BEAUFORT, SC — The Gullah/Geechee Fishing Association seeks to intervene in the appeal related to a developer’s plans to build a so-called “eco-resort” on Bay Point Island, a pristine and untouched barrier island at the mouth of Port Royal Sound.
The Motion to Intervene was filed Wednesday by the South Carolina Environmental Law Project (SCELP) on behalf of the Gullah/Geechee Fishing Association.
In January, the developer, Bay Point, LLC, appealed to the Beaufort County Zoning Board of Appeals to reverse earlier decisions by County staff, which determined on two separate occasions that the proposed development did not meet the permissible Ecotourism use under the island’s current zoning. The Board will consider the Bay Point appeal at its February 27, 2020 meeting.
Bay Point Island is an historic Gullah/Geechee fishing area and the Association’s members rely on it for sustenance. In its motion, the Gullah/Geechee Fishing Association asserts that its members’ livelihood and quality of life with regard to the use and enjoyment of the natural resources of Bay Point Island will be directly and adversely impacted by the outcome of the appeal and that they should be permitted to participate in order to protect those rights. The motion also defended the County staff’s decision that the proposed Bay Point development is contrary to the County’s zoning standards.
According to Queen Quet, Chieftess of the Gullah/Geechee Nation and officer of the Association: “The citizens of the Gullah/Geechee Nation live in balance with the environment and have done so in this area since the 1500s. The proposed development/destructionment at Bay Point near the Land's End area of St. Helena Island is incompatible with the Gullah/Geechee way of life and the ecological balance to that highly erosional area.”

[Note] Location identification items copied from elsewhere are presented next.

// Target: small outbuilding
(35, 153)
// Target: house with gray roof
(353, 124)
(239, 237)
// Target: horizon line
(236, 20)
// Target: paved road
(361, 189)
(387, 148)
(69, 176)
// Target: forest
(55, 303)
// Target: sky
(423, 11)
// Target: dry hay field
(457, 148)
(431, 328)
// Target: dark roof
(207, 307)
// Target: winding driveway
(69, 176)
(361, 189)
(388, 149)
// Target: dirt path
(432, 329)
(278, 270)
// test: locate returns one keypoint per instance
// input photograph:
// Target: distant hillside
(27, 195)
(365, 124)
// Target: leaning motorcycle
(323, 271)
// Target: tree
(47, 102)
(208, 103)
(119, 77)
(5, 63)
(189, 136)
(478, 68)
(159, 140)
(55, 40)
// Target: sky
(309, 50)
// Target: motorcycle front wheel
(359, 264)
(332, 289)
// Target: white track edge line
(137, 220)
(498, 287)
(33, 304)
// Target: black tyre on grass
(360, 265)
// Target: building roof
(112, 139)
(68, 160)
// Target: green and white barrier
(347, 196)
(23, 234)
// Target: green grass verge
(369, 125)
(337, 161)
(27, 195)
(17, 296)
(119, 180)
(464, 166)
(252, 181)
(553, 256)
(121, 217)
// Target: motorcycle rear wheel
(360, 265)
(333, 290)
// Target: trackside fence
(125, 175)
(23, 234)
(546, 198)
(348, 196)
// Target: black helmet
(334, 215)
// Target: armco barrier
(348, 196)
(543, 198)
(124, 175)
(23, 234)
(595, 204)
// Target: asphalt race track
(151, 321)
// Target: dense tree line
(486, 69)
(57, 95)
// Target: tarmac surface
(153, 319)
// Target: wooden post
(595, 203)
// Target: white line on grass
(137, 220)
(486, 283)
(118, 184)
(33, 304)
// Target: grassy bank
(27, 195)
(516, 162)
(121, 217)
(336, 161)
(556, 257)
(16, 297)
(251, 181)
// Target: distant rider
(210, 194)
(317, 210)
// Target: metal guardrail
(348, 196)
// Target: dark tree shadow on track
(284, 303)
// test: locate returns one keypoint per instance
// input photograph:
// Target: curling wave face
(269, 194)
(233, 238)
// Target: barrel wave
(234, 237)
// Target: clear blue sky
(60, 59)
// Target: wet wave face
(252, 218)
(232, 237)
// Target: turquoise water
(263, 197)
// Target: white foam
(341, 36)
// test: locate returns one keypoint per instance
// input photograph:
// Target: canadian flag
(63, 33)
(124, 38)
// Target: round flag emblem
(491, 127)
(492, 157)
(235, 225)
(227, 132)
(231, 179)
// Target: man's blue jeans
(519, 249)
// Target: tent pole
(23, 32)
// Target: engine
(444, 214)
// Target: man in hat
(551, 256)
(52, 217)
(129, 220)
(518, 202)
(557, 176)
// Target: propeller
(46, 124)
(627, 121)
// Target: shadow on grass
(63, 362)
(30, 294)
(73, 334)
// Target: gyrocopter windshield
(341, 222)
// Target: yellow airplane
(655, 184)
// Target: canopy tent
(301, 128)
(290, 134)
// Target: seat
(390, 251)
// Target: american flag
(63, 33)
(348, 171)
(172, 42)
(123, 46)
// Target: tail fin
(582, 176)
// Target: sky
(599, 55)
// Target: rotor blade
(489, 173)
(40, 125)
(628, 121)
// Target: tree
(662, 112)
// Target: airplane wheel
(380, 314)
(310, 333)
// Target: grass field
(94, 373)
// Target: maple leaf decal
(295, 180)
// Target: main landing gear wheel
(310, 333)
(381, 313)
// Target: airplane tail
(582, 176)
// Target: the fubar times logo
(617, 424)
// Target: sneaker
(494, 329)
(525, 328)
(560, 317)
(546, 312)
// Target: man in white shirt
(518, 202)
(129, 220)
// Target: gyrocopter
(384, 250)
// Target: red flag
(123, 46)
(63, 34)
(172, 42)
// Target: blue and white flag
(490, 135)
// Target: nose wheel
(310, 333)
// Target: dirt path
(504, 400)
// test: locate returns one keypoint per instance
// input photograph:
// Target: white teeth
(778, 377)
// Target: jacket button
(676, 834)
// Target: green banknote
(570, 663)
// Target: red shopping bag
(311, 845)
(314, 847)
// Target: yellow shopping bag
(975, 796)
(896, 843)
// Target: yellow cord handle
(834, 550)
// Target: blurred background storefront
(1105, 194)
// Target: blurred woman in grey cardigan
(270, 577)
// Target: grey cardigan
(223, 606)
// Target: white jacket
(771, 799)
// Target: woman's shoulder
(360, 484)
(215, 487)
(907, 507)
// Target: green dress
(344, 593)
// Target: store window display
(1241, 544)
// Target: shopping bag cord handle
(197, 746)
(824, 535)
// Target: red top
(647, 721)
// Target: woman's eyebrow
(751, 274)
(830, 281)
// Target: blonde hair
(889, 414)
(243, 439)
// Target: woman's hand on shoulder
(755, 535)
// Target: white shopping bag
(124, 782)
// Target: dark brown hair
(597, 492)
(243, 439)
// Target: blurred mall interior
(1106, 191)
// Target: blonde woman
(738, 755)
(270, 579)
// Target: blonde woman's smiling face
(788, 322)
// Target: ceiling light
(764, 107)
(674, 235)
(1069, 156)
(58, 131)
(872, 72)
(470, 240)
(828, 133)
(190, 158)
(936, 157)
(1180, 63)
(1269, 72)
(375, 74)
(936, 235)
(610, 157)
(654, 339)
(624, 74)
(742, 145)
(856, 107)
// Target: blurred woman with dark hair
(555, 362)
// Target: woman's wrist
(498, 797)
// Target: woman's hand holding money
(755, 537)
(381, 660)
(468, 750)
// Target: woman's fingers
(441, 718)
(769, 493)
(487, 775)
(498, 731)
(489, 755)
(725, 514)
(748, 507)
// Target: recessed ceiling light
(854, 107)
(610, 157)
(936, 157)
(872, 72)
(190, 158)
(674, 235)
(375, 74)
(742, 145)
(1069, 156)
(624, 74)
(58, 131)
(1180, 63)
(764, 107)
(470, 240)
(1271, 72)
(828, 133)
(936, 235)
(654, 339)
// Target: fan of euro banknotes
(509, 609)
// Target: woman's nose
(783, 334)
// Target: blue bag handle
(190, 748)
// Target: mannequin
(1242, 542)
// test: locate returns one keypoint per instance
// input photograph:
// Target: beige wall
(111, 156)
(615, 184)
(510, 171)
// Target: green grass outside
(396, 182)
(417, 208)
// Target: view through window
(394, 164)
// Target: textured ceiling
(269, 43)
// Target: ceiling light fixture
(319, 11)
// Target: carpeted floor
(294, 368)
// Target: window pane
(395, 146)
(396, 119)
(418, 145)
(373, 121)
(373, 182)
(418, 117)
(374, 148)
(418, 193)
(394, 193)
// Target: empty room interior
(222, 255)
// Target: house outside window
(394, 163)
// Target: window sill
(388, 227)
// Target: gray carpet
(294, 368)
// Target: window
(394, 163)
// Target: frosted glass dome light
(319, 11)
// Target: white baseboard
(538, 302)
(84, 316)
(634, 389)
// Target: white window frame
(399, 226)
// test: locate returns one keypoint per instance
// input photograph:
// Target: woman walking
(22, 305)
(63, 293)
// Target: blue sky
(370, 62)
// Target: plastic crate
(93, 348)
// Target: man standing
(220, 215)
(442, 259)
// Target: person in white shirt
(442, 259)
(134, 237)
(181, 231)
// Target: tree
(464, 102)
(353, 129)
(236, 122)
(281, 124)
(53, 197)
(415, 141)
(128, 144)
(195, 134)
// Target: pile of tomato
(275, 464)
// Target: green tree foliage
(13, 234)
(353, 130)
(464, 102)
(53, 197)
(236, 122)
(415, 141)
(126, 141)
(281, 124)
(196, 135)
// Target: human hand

Building a resort on a barrier island vulnerable to sea level rise and increasing storm frequency would be irresponsible and short sighted. Further, the National Audubon Society has designated Bay Point as an Important Bird Area and can hold as many as 8,000 shorebirds, mainly due to the lack of human disturbance. In addition, 107 loggerhead sea turtle nests were recorded on Bay Point in 2019.
The South Carolina Environmental Law Project protects the natural environment of South Carolina by providing legal services and advice to environmental organizations and concerned citizens and by improving the state’s system of environmental regulation.